Seminar: "From here to infinity -- bridging finite and Bayesian nonparametric mixture models in model-based clustering"
AUEB STATISTICS SEMINAR SERIES OCTOBER 2021
Sylvia Frühwirth-Schnatter (Department of Finance, Accounting, and Statistics, WU Vienna University of Economics and Business, Vienna, Austria)
From here to infinity -- bridging finite and Bayesian nonparametric mixture models in model-based clustering
This talk reviews the concept of mixture models and their application for model-based clustering from a Bayesian perspective and discusses some recent developments.
Two broad classes of mixture models are available. On the one hand, finite mixture models are employed with a finite number K of components in the mixture distribution. On the other hand, Bayesian nonparametric mixtures, in particular Dirichlet process and Pitman-Yor process mixtures, are very popular. These models admit infinitely many mixture components and imply a prior distribution on the partition of the data, with a random number of data clusters. This allows to derive the posterior distribution of the number of clusters given the data which contains useful information regarding unobserved heterogeneity in the data.
One reason for the popularity of Bayesian nonparametric mixtures is the common belief that finite mixture models are different in this regard and that, by selecting the number K of components in the mixture distribution, the number of data clusters is automatically forced to be equal to K. However, recent research in finite mixture models has revealed surprising similarities between finite and Bayesian nonparametric mixture models. It has been shown that also for finite mixtures there exists a pronounced difference between the number of components in the mixture distribution and the number of clusters in the data, in particular, if the mixture model is overfitting.
The concentration parameter in the Dirichlet prior on the mixture weights is instrumental in this respect and, for appropriate choices, finite mixture models also imply a prior distribution on the partition of the data with a random number of data clusters. In addition, a prior can be put on the number K of components in the mixture distribution.
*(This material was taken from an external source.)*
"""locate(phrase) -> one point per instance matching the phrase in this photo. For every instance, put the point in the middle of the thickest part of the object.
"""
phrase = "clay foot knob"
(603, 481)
This allows to infer simultaneously K and the number of data clusters from the data within the framework of generalized mixtures of finite mixtures, recently introduced by Frühwirth-Schnatter, Malsiner-Walli and Grün (arXiv preprint 2005.09918v2). This model class encompasses many well-known mixture modelling frameworks, including Dirichlet process and sparse finite mixtures. A new, generic MCMC sampler (called telescoping sampler) is introduced that allows straightforward MCMC implementation and avoids the tedious design of moves in common trans-dimensional approaches such as reversible jump MCMC.
(this talk is based on joint work with Jan Greve, Bettina Grün, and Gertraud Malsiner-Walli and supported by the Austrian Science Fund (FWF), grant P28740)